In our study, there was no significant difference in pain score and functional disability, after 4 weeks of follow up, between PIL and TF epidural injections. This indicates that, in both approaches, the drug is able to reach the ventral space. The existing data suggests long-term efficacy benefits are greater for TF, compared to IL (13-15). However, it remains unclear if TF ESI result in clinically or statistically significant improvements in pain and functional outcomes, compared to IL (16).

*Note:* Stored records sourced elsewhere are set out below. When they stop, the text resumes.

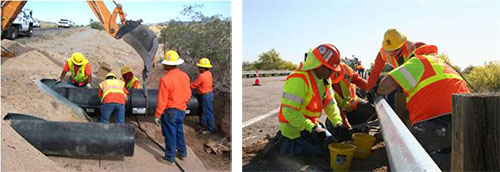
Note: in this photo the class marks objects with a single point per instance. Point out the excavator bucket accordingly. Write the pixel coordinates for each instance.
(143, 40)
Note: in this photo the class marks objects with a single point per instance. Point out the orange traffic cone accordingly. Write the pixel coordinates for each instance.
(257, 83)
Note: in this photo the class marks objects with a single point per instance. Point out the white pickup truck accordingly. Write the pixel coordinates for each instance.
(22, 25)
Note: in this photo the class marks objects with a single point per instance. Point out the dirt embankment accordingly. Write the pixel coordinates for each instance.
(42, 56)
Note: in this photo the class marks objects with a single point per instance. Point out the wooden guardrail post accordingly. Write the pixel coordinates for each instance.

Although we did not observe any complications of TF or PIL ESI, however, other literature reviews have indicated that TF are more often implicated in complications, compared to IL ESI, including intravascular injection in up to 23% of lumbar epidural injection cases (17), which can lead to spinal cord infarction and paralysis. A meta-analysis (18) showed that TF resulted in better short-term pain improvement and fewer long-term surgical interventions than midline IL ESI. However, TF injection complications risk must be taken into consideration (19). There have been reports of pneumocephalus during TF. The complication of dural puncture is documented in the context of a lumbar TF (20). The incidence of vascular penetration, during contrast confirmed fluoroscopically guided TF epidural injections have been reported to 8.9‒21.3%, depending on the level of injection (21). Previous study demonstrates a high incidence of intravascular injections in TF lumbosacral epidural injections (22). Even in severe cases, studies have presented a case of quadriparesis and brainstem herniation after selective cervical TF (23). The TF, compared to IL ESI, are associated with a 12-fold increased risk of intradiscal injection (24), which can potentially weaken the disc or lead to discitis (25). Other methods, such as intradiscal ozone injection, have been shown to have a positive effect on disk herniation (26).
In conclusion, PIL epidural injection is as effective as TF epidural injection in improving pain and functional status in patients with chronic lumbosacral low back pain, due to disc degeneration. Parasagittal approach holds the advantage of avoiding the risk of complications associated with the TF approach.